It might seem counter-intuitive but there are actually still some really good reasons to take a variable rate mortgage over a fixed rate – even when it’s likely the base rate will rise again next year.
But with the Bank having outlined that base rate should continue to climb in 2018, why would you opt for anything other than a fixed rate now?
Tracker mortgages will typically only rise if the Bank of England base rate does, whereas discount mortgages linked to a lender’s standard variable rate could go up at any time, as banks and building societies can usually raise SVRs whenever they choose.
The number of homeowners opting for a variable rate when they remortgage has plummeted 75 per cent over the past year as the Bank of England was tipped to raise interest rates – and then did.

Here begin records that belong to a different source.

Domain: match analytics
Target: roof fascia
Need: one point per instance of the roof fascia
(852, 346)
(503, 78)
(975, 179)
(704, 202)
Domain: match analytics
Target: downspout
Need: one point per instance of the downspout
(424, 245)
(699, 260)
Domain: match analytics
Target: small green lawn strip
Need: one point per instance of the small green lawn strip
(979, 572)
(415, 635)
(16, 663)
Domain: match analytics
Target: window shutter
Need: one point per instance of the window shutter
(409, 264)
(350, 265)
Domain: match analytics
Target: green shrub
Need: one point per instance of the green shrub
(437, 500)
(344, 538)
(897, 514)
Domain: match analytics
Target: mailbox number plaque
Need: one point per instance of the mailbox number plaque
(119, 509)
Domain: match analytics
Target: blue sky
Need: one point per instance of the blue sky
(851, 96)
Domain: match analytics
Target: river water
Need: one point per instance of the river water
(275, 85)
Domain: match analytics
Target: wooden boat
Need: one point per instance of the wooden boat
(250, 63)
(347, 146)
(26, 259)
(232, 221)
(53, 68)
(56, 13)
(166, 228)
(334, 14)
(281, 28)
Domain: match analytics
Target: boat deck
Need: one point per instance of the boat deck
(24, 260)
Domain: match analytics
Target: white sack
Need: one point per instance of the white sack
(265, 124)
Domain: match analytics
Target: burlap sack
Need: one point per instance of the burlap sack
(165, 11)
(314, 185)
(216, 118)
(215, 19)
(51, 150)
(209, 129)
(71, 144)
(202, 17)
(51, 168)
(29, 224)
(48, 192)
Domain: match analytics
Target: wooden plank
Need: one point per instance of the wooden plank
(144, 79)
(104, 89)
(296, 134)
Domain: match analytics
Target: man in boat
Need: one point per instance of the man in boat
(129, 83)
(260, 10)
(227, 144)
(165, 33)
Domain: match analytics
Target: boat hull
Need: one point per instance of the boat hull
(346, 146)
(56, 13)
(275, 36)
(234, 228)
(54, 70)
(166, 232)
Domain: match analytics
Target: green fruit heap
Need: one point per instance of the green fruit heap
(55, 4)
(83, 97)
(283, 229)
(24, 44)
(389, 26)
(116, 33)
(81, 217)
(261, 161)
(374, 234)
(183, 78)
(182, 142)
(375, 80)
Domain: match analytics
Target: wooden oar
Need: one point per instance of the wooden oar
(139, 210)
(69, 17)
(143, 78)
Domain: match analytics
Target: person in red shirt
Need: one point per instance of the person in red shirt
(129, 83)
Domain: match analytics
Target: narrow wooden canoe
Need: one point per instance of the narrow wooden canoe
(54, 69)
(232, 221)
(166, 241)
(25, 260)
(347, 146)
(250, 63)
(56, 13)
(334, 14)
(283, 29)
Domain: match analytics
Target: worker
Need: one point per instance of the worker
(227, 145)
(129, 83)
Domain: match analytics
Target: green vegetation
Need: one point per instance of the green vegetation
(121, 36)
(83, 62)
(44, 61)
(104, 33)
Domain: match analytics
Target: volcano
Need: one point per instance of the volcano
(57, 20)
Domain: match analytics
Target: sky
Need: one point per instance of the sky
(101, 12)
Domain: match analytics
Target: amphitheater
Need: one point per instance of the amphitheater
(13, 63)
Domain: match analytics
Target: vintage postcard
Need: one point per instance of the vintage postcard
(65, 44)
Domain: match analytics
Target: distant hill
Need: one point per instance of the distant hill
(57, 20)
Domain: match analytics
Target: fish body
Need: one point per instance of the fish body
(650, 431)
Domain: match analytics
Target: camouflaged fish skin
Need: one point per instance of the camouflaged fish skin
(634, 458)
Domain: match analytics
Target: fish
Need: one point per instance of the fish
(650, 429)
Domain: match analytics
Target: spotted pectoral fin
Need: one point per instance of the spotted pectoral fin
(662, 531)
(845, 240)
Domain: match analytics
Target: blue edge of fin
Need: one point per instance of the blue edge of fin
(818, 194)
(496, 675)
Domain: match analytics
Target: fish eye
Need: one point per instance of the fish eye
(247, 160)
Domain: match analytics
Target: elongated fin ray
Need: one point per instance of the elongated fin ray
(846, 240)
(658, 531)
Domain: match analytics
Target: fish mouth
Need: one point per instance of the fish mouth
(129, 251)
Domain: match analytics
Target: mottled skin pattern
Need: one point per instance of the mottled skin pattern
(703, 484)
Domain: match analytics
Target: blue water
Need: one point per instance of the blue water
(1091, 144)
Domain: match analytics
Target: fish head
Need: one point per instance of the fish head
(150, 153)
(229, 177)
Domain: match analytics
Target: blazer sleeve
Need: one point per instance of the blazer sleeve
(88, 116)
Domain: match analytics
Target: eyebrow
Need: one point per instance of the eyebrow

Variable rates also tend to be better for homeowners looking to get off their lender’s standard variable rate – which average around 4.75 per cent at the moment – but who have smaller outstanding mortgages left.
Variable rate deals however, typically allow you to repay as much over the agreed monthly payment as you want without penalty.
Key Takeaways:
- The rates are expected to raise in 2018 by a quarter point, keeping many away from a variable.
- Currently, most mortgages are 5 year fixed deals, capping at around 50% of the market.
- Though it may seem bad, a variable rate can help for temporary fixes and if you move, you won’t need to worry about the back end points on those items.
“Variable rates have their advantages, especially for those who want a bit more flexibility over how they pay off their mortgage.”